Olivier Siegelaar

Personal information
- Full name: Olivier Floris Johannes Siegelaar
- Nationality: Dutch
- Born: 24 October 1986 in Haarlem, Netherlands
- Height: 197 cm (6 ft 6 in)
- Weight: 100 kg (220 lb)

Medal record
Men's rowing
Representing the Netherlands
Olympic Games
| Bronze medal – third place | 2016 Rio de Janeiro | M8+ |
World Championships
| Bronze medal – third place | 2009 Poznan | M8+ |
| Bronze medal – third place | 2015 Aiguebelette | M8+ |

= Olivier Siegelaar =

Dutch rower (born 1986)

Olivier Floris Johannes Siegelaar (born 24 October 1986 in Haarlem) is a rower from the Netherlands.

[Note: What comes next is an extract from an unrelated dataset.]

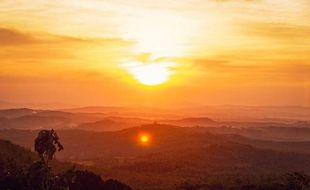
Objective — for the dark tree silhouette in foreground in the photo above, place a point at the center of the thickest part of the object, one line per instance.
(40, 175)
(46, 144)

Siegelaar qualified for the 2008 Summer Olympics in Beijing with the Dutch eights forming a team with Olaf van Andel, Jozef Klaassen, Meindert Klem, David Kuiper, Diederik Simon, Rogier Blink, Mitchel Steenman and cox Peter Wiersum. Due to an injury Siegelaar was replaced by Reinder Lubbers during the repechages. He was back in the boat during the final and finished 4th.

Siegelaar rowed in the men's eight during the 2009, 2010 and 2011 World Championships finishing 3rd, 4th and 6th respectively, before competing at the 2012 Summer Olympics in London. In a close race Siegelaar finished 5th, only 0.5 seconds off the bronze medal. At the 2016 Summer Olympics in Rio de Janeiro he was part of the men's eight team that won a bronze medal.

During his rowing career, Siegelaar pursued a degree in Mechanical Engineering between 2009 and 2013 at the University of California, Berkeley, where he competed for the Cal Golden Bears. He rowed three times (2009, 2010, 2011) in the Varsity eight during the IRA National Championships and won silver, gold and bronze respectively.

After the 2016 Summer Olympics in Rio de Janeiro, Siegelaar earned a Master of Business Administration at Saïd Business School in Oxford and in the same year won The Boat Race for OUBC.